The fallout from the 1MDB
scandal continued to influence enforcement activity in Malaysia
in 2021 with AmBank Group agreeing to pay a $698.3 million
settlement to the Ministry of Finance for its role in the
violations. The 1MDB affair had a wide footprint, snagging banks
such as Goldman
Sachs. Financial centers including the US, Switzerland and
Singapore were affected.
Notable enforcement actions in 2021 included a $2.03 billion
penalty issued to UBS by the French Court for historic tax fraud
(it should be noted that UBS is appealing this case,
as reported here at sister news service
WealthBriefing). In the US, regulators issued $673.2
million in enforcement actions to foreign banks, including a $100
million fine to the UAE’s private bank, Mashreqbank PSC, for
illegally processing more than $4 billion of payments linked to
Sudan, Fenergo said.
“The decrease in fines in 2021 is largely attributed to a
reduction in the number of multi-billion-dollar fines compared to
previous years. The pandemic has also impacted regulatory
investigations; regulators weren’t able to initiate as many
on-premise investigations in the last two years which has likely
had a knock-on effect on enforcement actions,” Rachel Woolley,
global director of financial crime at Fenergo, said.

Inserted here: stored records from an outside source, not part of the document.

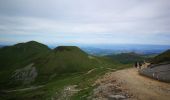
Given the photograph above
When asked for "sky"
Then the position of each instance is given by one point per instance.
(85, 21)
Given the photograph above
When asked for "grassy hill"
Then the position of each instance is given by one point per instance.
(32, 64)
(35, 62)
(127, 57)
(163, 57)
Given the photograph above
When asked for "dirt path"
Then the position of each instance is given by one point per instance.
(133, 86)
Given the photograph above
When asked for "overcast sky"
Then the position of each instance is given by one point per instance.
(85, 21)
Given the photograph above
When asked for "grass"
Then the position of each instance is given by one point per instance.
(83, 80)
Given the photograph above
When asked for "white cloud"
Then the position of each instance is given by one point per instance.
(86, 21)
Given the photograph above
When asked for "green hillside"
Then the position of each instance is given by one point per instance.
(163, 57)
(36, 63)
(127, 57)
(32, 64)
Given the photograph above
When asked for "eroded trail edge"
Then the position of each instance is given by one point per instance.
(128, 84)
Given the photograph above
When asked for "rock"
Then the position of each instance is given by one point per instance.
(116, 97)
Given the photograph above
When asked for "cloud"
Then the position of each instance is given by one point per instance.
(87, 21)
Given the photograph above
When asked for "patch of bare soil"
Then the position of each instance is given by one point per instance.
(127, 84)
(66, 93)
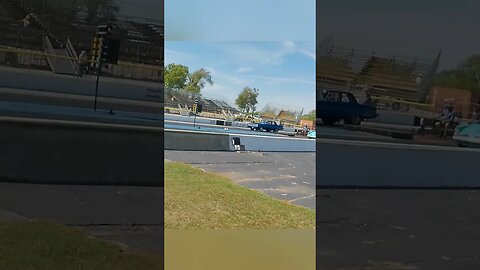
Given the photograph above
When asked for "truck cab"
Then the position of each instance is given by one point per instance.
(266, 126)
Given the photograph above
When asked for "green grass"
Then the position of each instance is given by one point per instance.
(199, 200)
(42, 245)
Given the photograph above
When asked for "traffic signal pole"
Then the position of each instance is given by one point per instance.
(99, 71)
(195, 112)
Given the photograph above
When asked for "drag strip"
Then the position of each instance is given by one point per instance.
(350, 164)
(285, 176)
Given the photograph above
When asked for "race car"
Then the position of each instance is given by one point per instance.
(312, 134)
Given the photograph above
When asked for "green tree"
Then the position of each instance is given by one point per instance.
(309, 116)
(247, 100)
(176, 76)
(197, 81)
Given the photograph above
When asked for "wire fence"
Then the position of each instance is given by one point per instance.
(34, 59)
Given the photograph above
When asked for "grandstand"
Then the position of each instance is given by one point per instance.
(343, 68)
(141, 38)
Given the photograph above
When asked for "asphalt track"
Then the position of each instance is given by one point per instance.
(360, 164)
(285, 176)
(398, 229)
(129, 215)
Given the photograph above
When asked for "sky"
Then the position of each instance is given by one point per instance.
(416, 28)
(284, 72)
(247, 20)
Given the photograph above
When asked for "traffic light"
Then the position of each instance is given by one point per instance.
(103, 30)
(110, 50)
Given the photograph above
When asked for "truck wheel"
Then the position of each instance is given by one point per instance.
(354, 120)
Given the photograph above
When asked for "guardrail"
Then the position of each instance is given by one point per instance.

“Trends identified in our research, as well as recent financial
crime scandals, suggest that financial institutions aren’t
adequately equipped to manage the financial crime risks to which
they are exposed. Without effective AML/KYC systems and controls
that allow firms to not only know their customer and the
associated risks, but also understand their behavior throughout
their lifecycle – the door will be left open for criminals.”
The total volume of fines levied on firms for compliance breaches
shrank to 176 from 760 in the same period the year before. The
average fine value for AML-related compliance breaches issued to
financial institutions in 2021 was $34.4 million, Fenergo said.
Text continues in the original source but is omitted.